Teacher Tip
This NSTA Distance Learning Teacher Tip focuses on opportunities for students to share ideas. Student ideas are resources for learning for the classroom community. Even when we are physically isolated, having opportunities to “talk” with classmates and share ideas is critical to students being able to make sense of their work, receive and provide peer feedback, and refine or revise thinking. In this Teacher Tip example, students are working together in small groups to make sense of a phenomenon. The teacher uses Google Slides to provide an opportunity for students to make their thinking public so student ideas can be engaged with, built upon, and revised. Small groups have an opportunity to engage in a virtual gallery walk to see the thinking of others in the class, and the teacher can “converse” with individual groups through the comment feature. In this way, the shared thinking becomes a resource for learning, and the teacher can facilitate conversations and ask questions virtually.

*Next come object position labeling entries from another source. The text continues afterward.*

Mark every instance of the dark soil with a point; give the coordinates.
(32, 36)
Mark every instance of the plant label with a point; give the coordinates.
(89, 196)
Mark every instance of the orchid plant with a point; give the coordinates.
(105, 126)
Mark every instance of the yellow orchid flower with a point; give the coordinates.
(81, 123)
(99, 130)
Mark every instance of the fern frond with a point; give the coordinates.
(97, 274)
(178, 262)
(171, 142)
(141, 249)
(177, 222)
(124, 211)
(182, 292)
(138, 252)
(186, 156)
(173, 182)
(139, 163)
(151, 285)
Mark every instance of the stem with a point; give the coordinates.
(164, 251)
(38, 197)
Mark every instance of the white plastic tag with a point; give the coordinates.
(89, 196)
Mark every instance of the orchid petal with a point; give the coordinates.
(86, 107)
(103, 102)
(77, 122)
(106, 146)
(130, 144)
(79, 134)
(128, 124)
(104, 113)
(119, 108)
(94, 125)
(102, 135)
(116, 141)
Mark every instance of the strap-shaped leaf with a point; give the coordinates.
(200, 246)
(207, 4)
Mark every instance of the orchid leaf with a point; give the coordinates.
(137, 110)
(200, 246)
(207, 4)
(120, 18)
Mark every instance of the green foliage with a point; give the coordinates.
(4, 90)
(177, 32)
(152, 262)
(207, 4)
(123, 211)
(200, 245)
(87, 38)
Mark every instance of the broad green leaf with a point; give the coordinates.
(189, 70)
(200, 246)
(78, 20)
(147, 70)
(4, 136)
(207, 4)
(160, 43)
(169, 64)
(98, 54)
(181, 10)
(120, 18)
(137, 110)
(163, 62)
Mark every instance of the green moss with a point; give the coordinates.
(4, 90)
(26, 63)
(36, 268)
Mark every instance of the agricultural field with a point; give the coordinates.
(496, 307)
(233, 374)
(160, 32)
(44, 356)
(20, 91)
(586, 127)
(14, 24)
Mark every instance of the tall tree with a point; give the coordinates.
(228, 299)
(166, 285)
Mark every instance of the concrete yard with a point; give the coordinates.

This example is using the NSTA Daily Do, How do asteroids cross Earth’s path?, as the context for learning. The template for this Google Slide presentation is provided. However, teachers can use a similar approach with other phenomena as they facilitate a key component of the contemporary research on equitable opportunities to learn: student opportunities to share ideas, engage in talk, and use science and language together to learn science.
In the How do asteroids cross Earth's path? task, students experience the Chelyabinsk meteor phenomenon and engage in modeling and use the thinking tools of cause and effect to try to explain how an asteroid from the asteroid belt becomes a meteor on Earth.